Xavier Cortada

Xavier Cortada landed at the South Pole on the 50th anniversary of its first permanent settlement. He commemorated the occasion by planting 51 different colored flags, each 10 meters apart and marking the position on the ice where the South Pole stood during each of the past 50 years. (The Pole stays in place as the ice sheet atop it moves.)

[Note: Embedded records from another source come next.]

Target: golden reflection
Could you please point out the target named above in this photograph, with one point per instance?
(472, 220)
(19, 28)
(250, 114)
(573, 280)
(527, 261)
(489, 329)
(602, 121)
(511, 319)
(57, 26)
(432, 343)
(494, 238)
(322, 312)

Each flag displays the coordinates of a location where a transformative human event occurred that year. (For example, 1963 marked the March on Washington culminating in Martin Luther King’s “I Have a Dream” speech.) The markers invite us to “see” human timeframes in geologic terms and to recognize anew our responsibility to the future.

Xavier Cortada More +

Xavier Cortada, The Markers (2007) Site-specific installation, South Pole, 51 differently-colored flags along a 500-meter stretch of a moving ice sheet. Courtesy of the artist.

Artist’s Statement

My work aims to challenge us to find deeper meaning in our present lives by exploring the paths of those who came before us and our relationship to the natural world.

In 2007, as a National Science Foundation Antarctic Artist and Writers program award recipient, I used the moving ice sheet that blankets the South Pole as an instrument to mark time, juxtaposing important events in human history with events that occur in broader geologic timeframes. In addition to “The Markers,” I planted an ice replica of a mangrove seedling in the moving ice sheet. Embedded in the ice, the seedling will move 10 meters a year; in 150,000 years, it will arrive at the coastline and (theoretically) set its roots.

My work reaffirms the notion that we are simply custodians of the planet who should learn to live in harmony with nature. Today, the biggest threat we face is a lack of connection to one another and to our natural world. We have the capacity to liberate ourselves from this alienation. Our early ancestors found a way to become a part of natural balance as they populated the planet. Today, we are destroying that balance by our attempt to use and control nature for our benefit.